The Pacific Laboratory for Artificial Intelligence (PLAI) at UBC is working on a project to study human behavior in video game environments using generative AI and machine learning. A key component of this research involves Plaicraft.ai, which is a public platform that allows players to engage with Minecraft in a cloud environment so that they can collect valuable gameplay data. They aim to collect over 10,000 hours of gameplay to advance artificial general intelligence (AGI) research. They need our help to understand ***which "kinds" of players are most likely to contribute a large amount of data, and how can this knowledge improve recruitment efforts*** answering this question will enable PLAI to target specific player profiles for recruitment and ensure they have efficient resource allocation for software.

### 2. Exploring Datasets

Our report addresses this question by analyzing two datasets: one about the individual player information (players.csv) and another detailing gameplay sessions (session.csv). Through data wrangling, visualization, and predictive modeling, the report aims to identify characteristics of high-contributing players and provide actionable insights for PLAI’s recruitment strategies.
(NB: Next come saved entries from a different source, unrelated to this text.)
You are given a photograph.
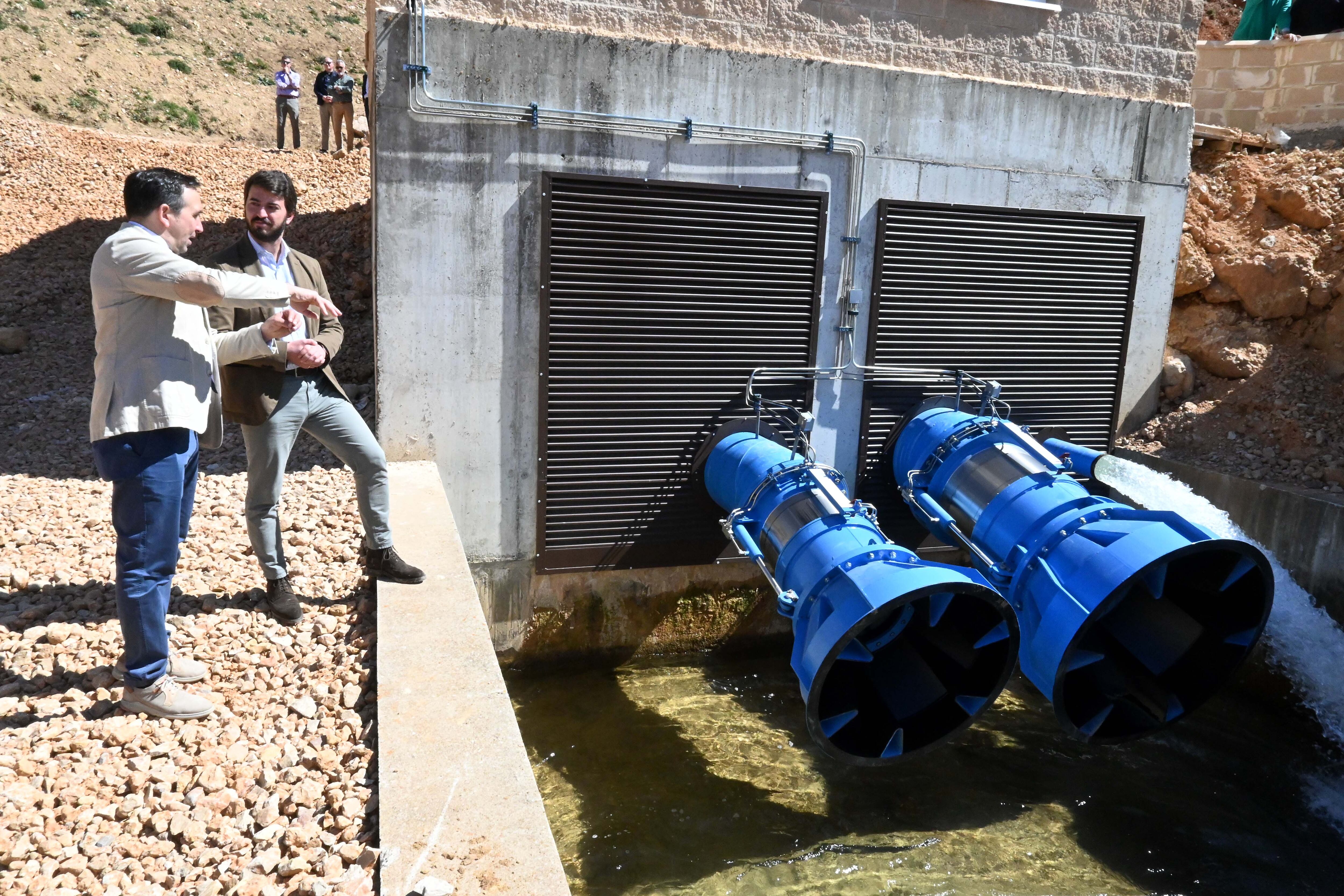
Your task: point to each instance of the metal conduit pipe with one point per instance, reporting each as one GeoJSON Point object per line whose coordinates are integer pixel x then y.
{"type": "Point", "coordinates": [423, 101]}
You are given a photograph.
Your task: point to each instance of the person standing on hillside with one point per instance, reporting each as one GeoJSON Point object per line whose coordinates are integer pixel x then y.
{"type": "Point", "coordinates": [323, 91]}
{"type": "Point", "coordinates": [1265, 19]}
{"type": "Point", "coordinates": [156, 402]}
{"type": "Point", "coordinates": [287, 101]}
{"type": "Point", "coordinates": [276, 395]}
{"type": "Point", "coordinates": [343, 93]}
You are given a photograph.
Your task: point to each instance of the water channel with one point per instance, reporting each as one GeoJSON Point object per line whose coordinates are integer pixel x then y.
{"type": "Point", "coordinates": [694, 776]}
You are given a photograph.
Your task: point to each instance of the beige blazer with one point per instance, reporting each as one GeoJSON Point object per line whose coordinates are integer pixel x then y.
{"type": "Point", "coordinates": [158, 360]}
{"type": "Point", "coordinates": [253, 386]}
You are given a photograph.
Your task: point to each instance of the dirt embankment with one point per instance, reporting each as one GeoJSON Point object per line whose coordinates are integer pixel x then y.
{"type": "Point", "coordinates": [61, 197]}
{"type": "Point", "coordinates": [276, 793]}
{"type": "Point", "coordinates": [1256, 348]}
{"type": "Point", "coordinates": [194, 69]}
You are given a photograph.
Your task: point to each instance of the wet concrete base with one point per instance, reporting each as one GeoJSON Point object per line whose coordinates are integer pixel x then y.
{"type": "Point", "coordinates": [612, 616]}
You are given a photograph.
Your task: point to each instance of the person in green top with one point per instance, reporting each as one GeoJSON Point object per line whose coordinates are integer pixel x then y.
{"type": "Point", "coordinates": [1265, 19]}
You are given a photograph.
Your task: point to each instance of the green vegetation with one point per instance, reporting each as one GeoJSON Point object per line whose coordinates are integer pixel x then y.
{"type": "Point", "coordinates": [85, 100]}
{"type": "Point", "coordinates": [154, 26]}
{"type": "Point", "coordinates": [158, 112]}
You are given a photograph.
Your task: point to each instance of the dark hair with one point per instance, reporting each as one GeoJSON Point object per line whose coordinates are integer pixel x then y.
{"type": "Point", "coordinates": [275, 182]}
{"type": "Point", "coordinates": [148, 189]}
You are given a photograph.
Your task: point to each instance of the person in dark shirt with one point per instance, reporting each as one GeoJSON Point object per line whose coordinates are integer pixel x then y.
{"type": "Point", "coordinates": [324, 91]}
{"type": "Point", "coordinates": [343, 105]}
{"type": "Point", "coordinates": [1318, 17]}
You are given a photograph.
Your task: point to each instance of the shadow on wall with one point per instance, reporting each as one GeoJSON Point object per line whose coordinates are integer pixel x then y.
{"type": "Point", "coordinates": [45, 390]}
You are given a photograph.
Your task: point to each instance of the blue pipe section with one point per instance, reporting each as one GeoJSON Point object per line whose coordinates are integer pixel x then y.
{"type": "Point", "coordinates": [1129, 619]}
{"type": "Point", "coordinates": [893, 654]}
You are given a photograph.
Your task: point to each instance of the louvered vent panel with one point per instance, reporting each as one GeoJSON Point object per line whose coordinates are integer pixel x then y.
{"type": "Point", "coordinates": [659, 300]}
{"type": "Point", "coordinates": [1039, 301]}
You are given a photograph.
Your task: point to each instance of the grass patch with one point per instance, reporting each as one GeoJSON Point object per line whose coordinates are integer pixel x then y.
{"type": "Point", "coordinates": [154, 26]}
{"type": "Point", "coordinates": [232, 62]}
{"type": "Point", "coordinates": [85, 100]}
{"type": "Point", "coordinates": [159, 112]}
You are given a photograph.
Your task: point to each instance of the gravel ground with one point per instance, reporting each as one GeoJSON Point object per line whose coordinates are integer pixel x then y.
{"type": "Point", "coordinates": [1268, 304]}
{"type": "Point", "coordinates": [276, 792]}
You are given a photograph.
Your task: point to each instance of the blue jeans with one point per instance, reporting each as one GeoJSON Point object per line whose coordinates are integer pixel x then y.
{"type": "Point", "coordinates": [154, 487]}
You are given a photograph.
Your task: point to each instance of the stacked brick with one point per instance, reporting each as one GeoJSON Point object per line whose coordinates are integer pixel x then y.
{"type": "Point", "coordinates": [1139, 49]}
{"type": "Point", "coordinates": [1257, 85]}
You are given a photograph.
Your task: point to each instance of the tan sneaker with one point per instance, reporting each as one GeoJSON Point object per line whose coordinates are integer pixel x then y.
{"type": "Point", "coordinates": [167, 700]}
{"type": "Point", "coordinates": [183, 670]}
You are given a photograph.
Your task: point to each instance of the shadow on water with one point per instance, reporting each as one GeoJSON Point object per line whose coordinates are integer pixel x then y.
{"type": "Point", "coordinates": [683, 780]}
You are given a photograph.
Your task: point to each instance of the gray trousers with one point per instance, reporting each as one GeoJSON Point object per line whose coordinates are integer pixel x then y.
{"type": "Point", "coordinates": [287, 108]}
{"type": "Point", "coordinates": [312, 405]}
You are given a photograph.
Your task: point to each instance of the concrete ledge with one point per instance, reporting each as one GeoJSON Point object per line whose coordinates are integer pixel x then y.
{"type": "Point", "coordinates": [457, 798]}
{"type": "Point", "coordinates": [1306, 533]}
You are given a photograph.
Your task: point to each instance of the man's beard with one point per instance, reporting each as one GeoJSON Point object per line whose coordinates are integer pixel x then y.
{"type": "Point", "coordinates": [263, 235]}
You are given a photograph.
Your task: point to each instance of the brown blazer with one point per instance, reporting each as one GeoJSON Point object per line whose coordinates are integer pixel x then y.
{"type": "Point", "coordinates": [252, 389]}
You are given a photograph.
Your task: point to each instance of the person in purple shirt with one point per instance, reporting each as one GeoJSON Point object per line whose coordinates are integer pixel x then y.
{"type": "Point", "coordinates": [287, 101]}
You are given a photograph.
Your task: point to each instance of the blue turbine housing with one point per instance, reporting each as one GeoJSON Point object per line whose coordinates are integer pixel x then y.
{"type": "Point", "coordinates": [1129, 619]}
{"type": "Point", "coordinates": [893, 654]}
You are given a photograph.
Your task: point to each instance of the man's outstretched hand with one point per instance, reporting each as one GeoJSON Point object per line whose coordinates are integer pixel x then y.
{"type": "Point", "coordinates": [281, 324]}
{"type": "Point", "coordinates": [311, 303]}
{"type": "Point", "coordinates": [306, 352]}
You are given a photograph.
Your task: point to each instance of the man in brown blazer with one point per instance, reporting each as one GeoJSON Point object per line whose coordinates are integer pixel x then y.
{"type": "Point", "coordinates": [294, 389]}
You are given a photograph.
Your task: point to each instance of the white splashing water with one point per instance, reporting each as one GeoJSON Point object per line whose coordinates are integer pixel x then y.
{"type": "Point", "coordinates": [1303, 640]}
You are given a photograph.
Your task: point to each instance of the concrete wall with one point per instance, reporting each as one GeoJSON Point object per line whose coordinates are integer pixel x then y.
{"type": "Point", "coordinates": [1304, 531]}
{"type": "Point", "coordinates": [457, 222]}
{"type": "Point", "coordinates": [1259, 85]}
{"type": "Point", "coordinates": [1140, 49]}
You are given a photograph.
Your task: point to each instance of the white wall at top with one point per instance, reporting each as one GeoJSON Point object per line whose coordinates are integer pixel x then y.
{"type": "Point", "coordinates": [457, 214]}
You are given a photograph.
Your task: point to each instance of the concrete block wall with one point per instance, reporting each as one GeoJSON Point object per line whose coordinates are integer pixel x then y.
{"type": "Point", "coordinates": [457, 214]}
{"type": "Point", "coordinates": [1142, 49]}
{"type": "Point", "coordinates": [1259, 85]}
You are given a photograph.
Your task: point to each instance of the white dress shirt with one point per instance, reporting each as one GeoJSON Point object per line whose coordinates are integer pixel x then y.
{"type": "Point", "coordinates": [277, 268]}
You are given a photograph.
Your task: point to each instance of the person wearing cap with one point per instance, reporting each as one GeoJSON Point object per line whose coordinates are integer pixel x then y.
{"type": "Point", "coordinates": [287, 101]}
{"type": "Point", "coordinates": [326, 100]}
{"type": "Point", "coordinates": [343, 105]}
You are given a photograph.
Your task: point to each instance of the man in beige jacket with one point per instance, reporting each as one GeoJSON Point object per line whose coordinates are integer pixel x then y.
{"type": "Point", "coordinates": [156, 402]}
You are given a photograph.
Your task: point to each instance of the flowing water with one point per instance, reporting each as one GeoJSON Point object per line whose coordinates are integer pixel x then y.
{"type": "Point", "coordinates": [697, 777]}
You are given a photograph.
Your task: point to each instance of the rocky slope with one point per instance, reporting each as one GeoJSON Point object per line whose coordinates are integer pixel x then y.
{"type": "Point", "coordinates": [191, 68]}
{"type": "Point", "coordinates": [277, 792]}
{"type": "Point", "coordinates": [1256, 347]}
{"type": "Point", "coordinates": [1221, 19]}
{"type": "Point", "coordinates": [46, 242]}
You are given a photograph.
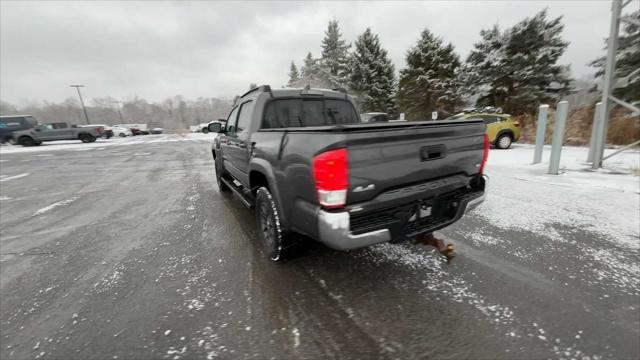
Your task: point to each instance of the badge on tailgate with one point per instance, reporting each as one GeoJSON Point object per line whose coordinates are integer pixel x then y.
{"type": "Point", "coordinates": [432, 152]}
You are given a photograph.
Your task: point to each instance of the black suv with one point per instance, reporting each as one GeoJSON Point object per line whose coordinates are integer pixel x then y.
{"type": "Point", "coordinates": [11, 123]}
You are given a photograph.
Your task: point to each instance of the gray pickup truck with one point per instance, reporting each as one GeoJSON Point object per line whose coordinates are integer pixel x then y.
{"type": "Point", "coordinates": [306, 162]}
{"type": "Point", "coordinates": [56, 131]}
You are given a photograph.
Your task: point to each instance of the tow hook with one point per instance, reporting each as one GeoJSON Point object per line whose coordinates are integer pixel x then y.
{"type": "Point", "coordinates": [430, 239]}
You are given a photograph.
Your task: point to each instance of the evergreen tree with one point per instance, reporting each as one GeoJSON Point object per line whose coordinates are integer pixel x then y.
{"type": "Point", "coordinates": [627, 60]}
{"type": "Point", "coordinates": [517, 69]}
{"type": "Point", "coordinates": [372, 75]}
{"type": "Point", "coordinates": [294, 75]}
{"type": "Point", "coordinates": [312, 73]}
{"type": "Point", "coordinates": [334, 55]}
{"type": "Point", "coordinates": [430, 82]}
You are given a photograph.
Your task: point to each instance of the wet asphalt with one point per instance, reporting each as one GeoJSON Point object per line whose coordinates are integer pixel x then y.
{"type": "Point", "coordinates": [130, 252]}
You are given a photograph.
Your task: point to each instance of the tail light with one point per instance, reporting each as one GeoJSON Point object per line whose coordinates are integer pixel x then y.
{"type": "Point", "coordinates": [331, 176]}
{"type": "Point", "coordinates": [485, 155]}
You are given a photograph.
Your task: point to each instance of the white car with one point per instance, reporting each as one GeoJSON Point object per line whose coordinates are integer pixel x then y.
{"type": "Point", "coordinates": [121, 131]}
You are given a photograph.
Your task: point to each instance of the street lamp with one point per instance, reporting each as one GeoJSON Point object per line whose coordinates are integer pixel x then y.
{"type": "Point", "coordinates": [86, 117]}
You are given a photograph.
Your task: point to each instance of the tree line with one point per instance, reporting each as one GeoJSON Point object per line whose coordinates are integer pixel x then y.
{"type": "Point", "coordinates": [175, 113]}
{"type": "Point", "coordinates": [514, 68]}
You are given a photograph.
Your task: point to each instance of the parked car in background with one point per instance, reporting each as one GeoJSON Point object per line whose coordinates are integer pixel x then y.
{"type": "Point", "coordinates": [10, 124]}
{"type": "Point", "coordinates": [374, 117]}
{"type": "Point", "coordinates": [121, 131]}
{"type": "Point", "coordinates": [107, 132]}
{"type": "Point", "coordinates": [501, 128]}
{"type": "Point", "coordinates": [137, 129]}
{"type": "Point", "coordinates": [222, 123]}
{"type": "Point", "coordinates": [57, 131]}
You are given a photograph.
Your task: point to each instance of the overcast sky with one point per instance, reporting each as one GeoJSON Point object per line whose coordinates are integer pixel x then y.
{"type": "Point", "coordinates": [215, 49]}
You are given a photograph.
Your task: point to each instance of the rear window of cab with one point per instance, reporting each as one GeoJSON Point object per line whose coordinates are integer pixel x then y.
{"type": "Point", "coordinates": [308, 112]}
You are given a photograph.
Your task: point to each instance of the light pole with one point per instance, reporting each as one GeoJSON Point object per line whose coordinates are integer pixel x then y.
{"type": "Point", "coordinates": [119, 112]}
{"type": "Point", "coordinates": [86, 117]}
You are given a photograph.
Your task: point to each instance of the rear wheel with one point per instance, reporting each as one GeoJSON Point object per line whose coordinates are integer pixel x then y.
{"type": "Point", "coordinates": [86, 138]}
{"type": "Point", "coordinates": [274, 238]}
{"type": "Point", "coordinates": [219, 173]}
{"type": "Point", "coordinates": [26, 141]}
{"type": "Point", "coordinates": [504, 141]}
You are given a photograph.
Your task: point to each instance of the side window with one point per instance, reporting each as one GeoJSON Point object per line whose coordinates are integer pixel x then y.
{"type": "Point", "coordinates": [231, 122]}
{"type": "Point", "coordinates": [489, 119]}
{"type": "Point", "coordinates": [244, 118]}
{"type": "Point", "coordinates": [341, 112]}
{"type": "Point", "coordinates": [283, 113]}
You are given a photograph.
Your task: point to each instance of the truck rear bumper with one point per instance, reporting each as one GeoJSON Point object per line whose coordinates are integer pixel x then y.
{"type": "Point", "coordinates": [336, 229]}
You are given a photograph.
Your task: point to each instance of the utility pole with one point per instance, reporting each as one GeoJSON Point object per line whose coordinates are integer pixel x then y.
{"type": "Point", "coordinates": [86, 117]}
{"type": "Point", "coordinates": [119, 112]}
{"type": "Point", "coordinates": [609, 83]}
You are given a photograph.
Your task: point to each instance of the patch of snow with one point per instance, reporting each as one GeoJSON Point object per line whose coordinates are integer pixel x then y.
{"type": "Point", "coordinates": [54, 205]}
{"type": "Point", "coordinates": [9, 178]}
{"type": "Point", "coordinates": [524, 197]}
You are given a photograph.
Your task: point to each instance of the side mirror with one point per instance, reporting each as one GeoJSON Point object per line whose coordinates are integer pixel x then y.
{"type": "Point", "coordinates": [215, 127]}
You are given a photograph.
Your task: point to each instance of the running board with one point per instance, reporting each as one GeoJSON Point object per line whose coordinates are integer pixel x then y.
{"type": "Point", "coordinates": [247, 201]}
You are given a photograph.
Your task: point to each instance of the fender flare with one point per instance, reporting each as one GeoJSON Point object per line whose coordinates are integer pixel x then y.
{"type": "Point", "coordinates": [262, 166]}
{"type": "Point", "coordinates": [505, 131]}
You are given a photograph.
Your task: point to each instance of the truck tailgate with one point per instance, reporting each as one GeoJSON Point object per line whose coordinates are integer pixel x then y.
{"type": "Point", "coordinates": [395, 158]}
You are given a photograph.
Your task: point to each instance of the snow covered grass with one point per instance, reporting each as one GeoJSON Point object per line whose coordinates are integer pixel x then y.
{"type": "Point", "coordinates": [54, 205]}
{"type": "Point", "coordinates": [524, 197]}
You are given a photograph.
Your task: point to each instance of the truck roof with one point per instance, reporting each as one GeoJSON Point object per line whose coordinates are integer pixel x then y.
{"type": "Point", "coordinates": [296, 92]}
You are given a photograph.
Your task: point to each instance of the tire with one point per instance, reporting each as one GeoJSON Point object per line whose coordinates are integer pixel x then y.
{"type": "Point", "coordinates": [275, 240]}
{"type": "Point", "coordinates": [26, 141]}
{"type": "Point", "coordinates": [86, 138]}
{"type": "Point", "coordinates": [504, 141]}
{"type": "Point", "coordinates": [219, 173]}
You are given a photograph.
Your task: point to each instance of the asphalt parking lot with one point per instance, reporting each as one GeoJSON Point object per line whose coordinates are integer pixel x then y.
{"type": "Point", "coordinates": [122, 252]}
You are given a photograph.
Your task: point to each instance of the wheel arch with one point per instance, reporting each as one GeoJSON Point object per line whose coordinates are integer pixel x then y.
{"type": "Point", "coordinates": [503, 132]}
{"type": "Point", "coordinates": [261, 174]}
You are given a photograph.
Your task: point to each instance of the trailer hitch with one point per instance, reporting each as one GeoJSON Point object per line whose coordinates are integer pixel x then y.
{"type": "Point", "coordinates": [446, 250]}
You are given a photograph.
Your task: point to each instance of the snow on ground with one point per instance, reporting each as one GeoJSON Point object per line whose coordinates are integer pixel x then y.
{"type": "Point", "coordinates": [54, 205]}
{"type": "Point", "coordinates": [101, 144]}
{"type": "Point", "coordinates": [525, 197]}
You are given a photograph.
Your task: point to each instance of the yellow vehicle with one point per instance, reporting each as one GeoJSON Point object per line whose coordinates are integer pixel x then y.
{"type": "Point", "coordinates": [501, 128]}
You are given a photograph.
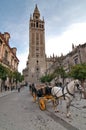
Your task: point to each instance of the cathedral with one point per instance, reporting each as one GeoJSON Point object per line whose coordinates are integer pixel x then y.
{"type": "Point", "coordinates": [37, 62]}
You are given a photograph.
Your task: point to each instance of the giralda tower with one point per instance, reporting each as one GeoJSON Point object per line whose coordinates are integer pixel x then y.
{"type": "Point", "coordinates": [36, 61]}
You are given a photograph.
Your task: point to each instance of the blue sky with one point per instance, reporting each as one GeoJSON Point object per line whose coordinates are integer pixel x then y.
{"type": "Point", "coordinates": [65, 23]}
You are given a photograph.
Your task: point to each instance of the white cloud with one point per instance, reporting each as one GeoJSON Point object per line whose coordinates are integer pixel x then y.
{"type": "Point", "coordinates": [76, 33]}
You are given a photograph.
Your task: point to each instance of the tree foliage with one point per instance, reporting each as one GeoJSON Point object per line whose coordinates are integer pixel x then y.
{"type": "Point", "coordinates": [78, 72]}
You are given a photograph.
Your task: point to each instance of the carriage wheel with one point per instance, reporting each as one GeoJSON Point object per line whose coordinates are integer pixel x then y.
{"type": "Point", "coordinates": [55, 102]}
{"type": "Point", "coordinates": [42, 104]}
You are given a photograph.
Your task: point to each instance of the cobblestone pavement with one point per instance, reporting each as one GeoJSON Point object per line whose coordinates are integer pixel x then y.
{"type": "Point", "coordinates": [19, 112]}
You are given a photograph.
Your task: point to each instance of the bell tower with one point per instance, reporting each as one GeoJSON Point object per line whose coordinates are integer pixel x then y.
{"type": "Point", "coordinates": [37, 62]}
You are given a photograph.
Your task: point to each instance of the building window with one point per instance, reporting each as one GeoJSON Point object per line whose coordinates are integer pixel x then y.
{"type": "Point", "coordinates": [76, 61]}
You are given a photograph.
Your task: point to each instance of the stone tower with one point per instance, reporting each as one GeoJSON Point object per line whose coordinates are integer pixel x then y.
{"type": "Point", "coordinates": [36, 59]}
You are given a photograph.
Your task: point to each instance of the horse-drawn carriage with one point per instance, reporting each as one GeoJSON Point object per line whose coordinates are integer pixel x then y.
{"type": "Point", "coordinates": [42, 94]}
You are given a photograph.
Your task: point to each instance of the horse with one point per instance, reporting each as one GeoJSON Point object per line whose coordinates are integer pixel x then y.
{"type": "Point", "coordinates": [66, 93]}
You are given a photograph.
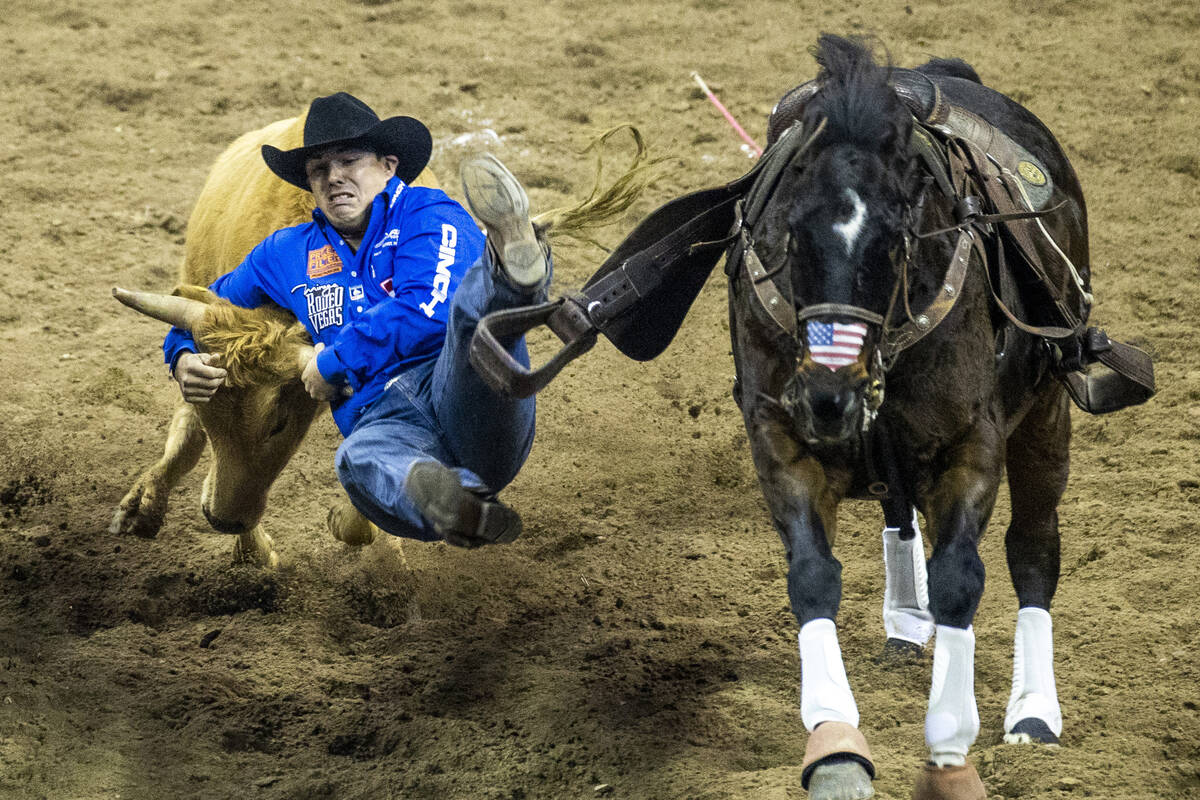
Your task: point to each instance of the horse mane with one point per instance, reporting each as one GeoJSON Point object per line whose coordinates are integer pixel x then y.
{"type": "Point", "coordinates": [951, 68]}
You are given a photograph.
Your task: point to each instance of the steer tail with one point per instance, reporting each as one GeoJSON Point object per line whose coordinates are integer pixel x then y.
{"type": "Point", "coordinates": [604, 206]}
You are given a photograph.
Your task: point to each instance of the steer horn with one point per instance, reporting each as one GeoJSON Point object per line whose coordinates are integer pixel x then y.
{"type": "Point", "coordinates": [179, 312]}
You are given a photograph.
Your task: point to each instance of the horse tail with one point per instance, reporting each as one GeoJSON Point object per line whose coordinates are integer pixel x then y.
{"type": "Point", "coordinates": [603, 206]}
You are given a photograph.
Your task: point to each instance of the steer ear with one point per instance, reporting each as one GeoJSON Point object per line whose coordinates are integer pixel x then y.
{"type": "Point", "coordinates": [180, 312]}
{"type": "Point", "coordinates": [195, 293]}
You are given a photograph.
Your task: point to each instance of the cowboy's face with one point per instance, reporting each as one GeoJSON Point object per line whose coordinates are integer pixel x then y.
{"type": "Point", "coordinates": [345, 181]}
This analysis is not only significant for optimizing the current project but also sets a precedent for future data-driven research in gaming and AI.


#### <u>Players.csv</u>:

- Total Observations (Rows): 196
- Total Variables (Columns): 9

Dataset includes includes the following columns:

| Column Name        | Data Type    | Description|
---------------------|--------------|-------------|
| `experience`       | Categorical  | Skill level of the player (e.g., Beginner, Veteran, Pro).          
| `subscribe`        | Boolean      | Shows if a player is subscribed to the service.                                            
| `hashedEmail`      | String       | Unique identifier for each player.                                                    
| `played_hours`     | Float        | Total hours the player has engaged in the game.      
| `name`             | String       | First name of the player.                                                                    
| `gender`           | Categorical  | Gender of the player (Male, Female etc)                                      
| `age`              | Integer      | Age of the player.                                                                          
| `individualId`     | String       | Additional unique identifier for each player      
| `organizationName` | String       | Name of the organization the player is associated with.    

##### Potential Issues:

| Column Name        | Potential Issues                             |
|---------------------|----------------------------------------------|
| `experience`       | Could be difficult to directly code with this as we would somehow have to represent that Beginner < Amateur < Pro < Veteran |
| `subscribe`        | Not any apparent issues        |
| `hashedEmail`      | Irrelevant for all types of data analysis and should be excluded. |
| `played_hours`     | Potential outliers can effect the model (eg. 218 hours for one player) |
| `name`             | Not relevant for data analysis        |
| `gender`           | Will have to think about how to handling cases of "Prefer not to Say"  |
| `age`              | Some unrealistic values (e.g. 91).    |
| `individualId`     | All values are NaaN so should be excluded        |
| `organizationName` | All values are NaaN so should be excluded       |


Lastly it is important to note that there are potential issues with the way the data was collected:

1. Dataset only includes players who chose to participate or were actively recruited by the research team so it might not represent the entire player population accurately.
   
2. Some variables like played_hours are likely tracked automatically by the server, which does not account for players who leave their accounts logged in without active play.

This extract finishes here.